In het bedrijfsleven zijn er twee verschillende soorten kosten: vast en variabel. Vaste kosten zijn die kosten die ongeacht de productie hetzelfde blijven. Gemeenschappelijke vaste kosten zijn huur, kapitaalverhuringen en bepaalde voorzieningen. Variabele kosten, aan de andere kant, zijn die kosten die veranderen op basis van het niveau van productie. Dat wil zeggen dat hoge productieniveaus hogere variabele kosten genereren, terwijl vaste kosten hetzelfde blijven.
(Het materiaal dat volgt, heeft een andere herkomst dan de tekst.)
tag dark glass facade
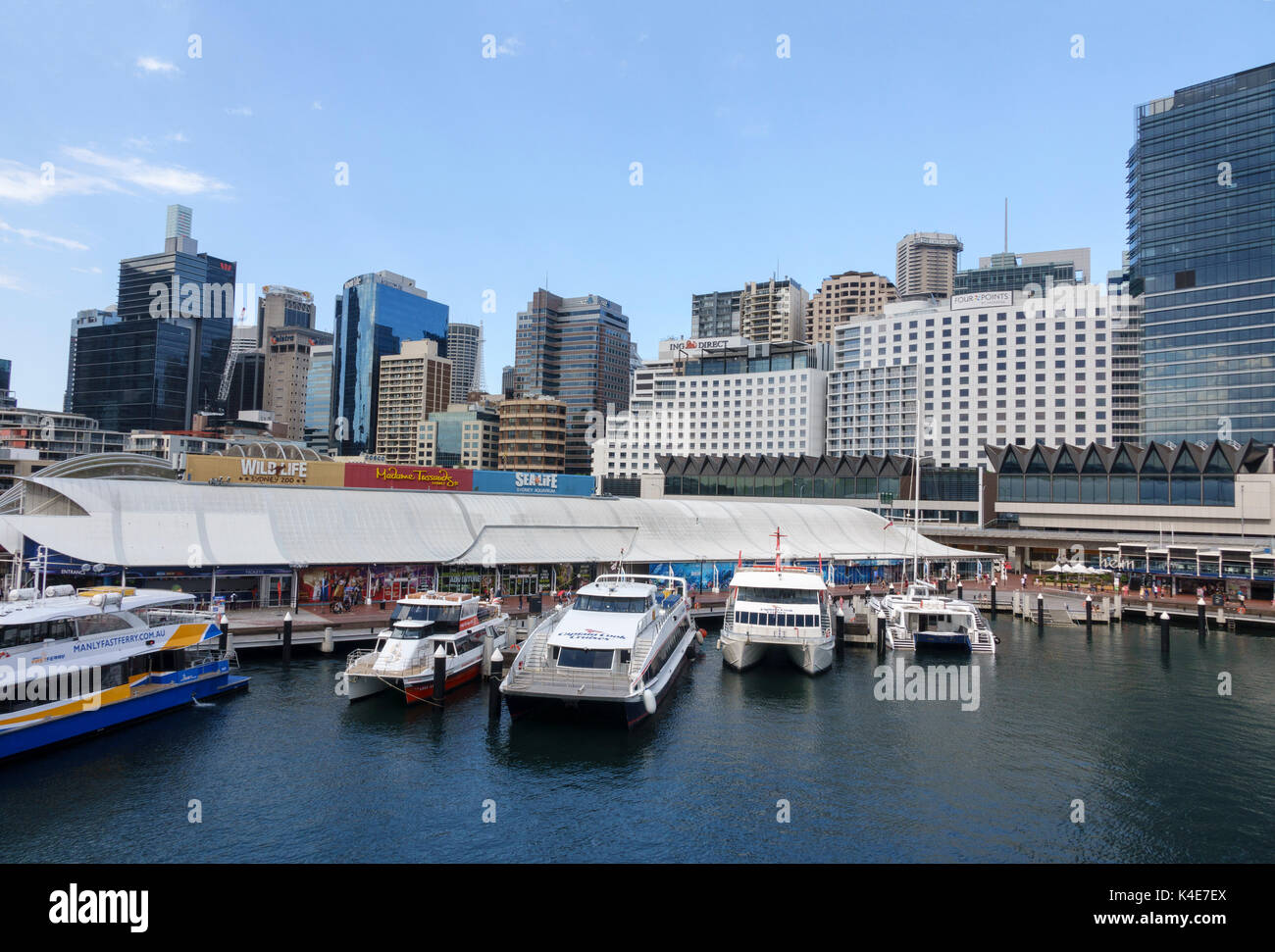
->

Het berekenen van het vaste en variabele bedrijfsresultaat is eenvoudig als u de vaste en variabele kosten kent.
Vraag een rekeningoverzicht aan bij uw financiële accountsoftware of bij de financiering als u deel uitmaakt van een grotere organisatie. Vraag een maandelijks rekeningoverzicht aan voor de afgelopen 12 maanden.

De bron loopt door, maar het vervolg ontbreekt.